Trotz der Probleme mit der Baufirma geht die Gemeinde Wildeck davon aus, dass das Gelände für das Gewerbegebiet rechtzeitig fertig wird. 

Wildeck. Die Aufschüttung und Profilierung des abschüssigen Geländes des geplanten Gewerbegebiets bei Hönebach, auf dem ein Autohof entstehen soll, verzögert sich. 

Die Gemeinde Wildeck hat den Vertrag mit der Baufirma Strabag mit sofortiger Wirkung gekündigt. Das teilte Wildecks Bürgermeister Alexander Wirth auf Anfrage mit.

„Aus Sicht der Gemeinde wurde der Vertrag von der Firma in einzelnen Punkten nicht eingehalten“, erläuterte der Bürgermeister die Kündigung. Weitere Einzelheiten wollte er nicht nennen.

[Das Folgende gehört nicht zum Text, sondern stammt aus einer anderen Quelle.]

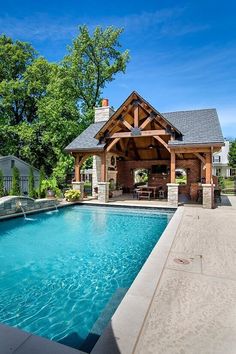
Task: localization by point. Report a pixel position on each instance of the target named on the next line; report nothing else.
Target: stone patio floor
(193, 310)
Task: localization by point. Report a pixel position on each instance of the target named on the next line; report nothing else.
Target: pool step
(103, 320)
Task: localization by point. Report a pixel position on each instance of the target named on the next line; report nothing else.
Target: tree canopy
(43, 105)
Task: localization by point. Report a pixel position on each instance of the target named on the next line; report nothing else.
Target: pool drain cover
(181, 261)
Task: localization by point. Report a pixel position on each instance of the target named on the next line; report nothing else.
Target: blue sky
(183, 53)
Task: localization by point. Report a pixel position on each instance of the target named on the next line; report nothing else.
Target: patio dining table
(149, 189)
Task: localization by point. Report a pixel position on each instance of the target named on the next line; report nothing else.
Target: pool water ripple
(59, 272)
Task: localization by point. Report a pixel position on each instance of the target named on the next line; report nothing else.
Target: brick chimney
(104, 112)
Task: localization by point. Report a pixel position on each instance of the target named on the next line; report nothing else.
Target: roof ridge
(191, 110)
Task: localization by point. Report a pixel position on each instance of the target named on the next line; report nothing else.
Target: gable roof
(86, 141)
(133, 96)
(197, 126)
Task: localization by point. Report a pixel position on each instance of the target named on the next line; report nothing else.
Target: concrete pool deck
(192, 308)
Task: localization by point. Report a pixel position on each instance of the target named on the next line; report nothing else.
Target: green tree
(42, 176)
(92, 62)
(232, 154)
(15, 189)
(43, 106)
(1, 184)
(31, 183)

Jetzt muss die Gemeinde mit einer neuen Ausschreibung eine andere Baufirma finden, die die Arbeiten auf dem Gelände im Mackenrotschen Garten übernimmt. Etwa ein Drittel der Fläche ist bereits profiliert. Das ist auch die Fläche, auf der der Autohof gebaut werden soll. Für den Bau der Raststätte muss nur noch ein kleiner weiterer Teil profiliert werden.

Die Arbeiten waren im vergangenen Jahr zum Stillstand gekommen, weil die Baufirma mitgeteilt hatte, dass ihr zurzeit kein weiteres Bodenmaterial in der von der Gemeinde geforderten Qualität zur Verfügung stehe. Als Grund gab sie damals an, nach dem Vertragsabschluss habe sich die Erteilung der Baugenehmigung um so viele Monate verzögert, dass das vertraglich zugesicherte Material anderweitig hätte verwertet werden müssen. Das Material kommt aus dem Erdaushub des Tunnelbaus für die Autobahn 44.

„Wir hoffen, dass die Profilierung Ende Mai weitergehen kann“, betonte Wirth. Er hat aber keinen Zweifel daran, dass das Gelände für den Autohof rechtzeitig fertig wird. Der Investor plane, im Herbst mit dem Bau zu beginnen.

Die Planungen laufen. Der Investor muss unter anderem noch eine Baugenehmigung beantragen und ein Lärmschutzgutachten erstellen lassen.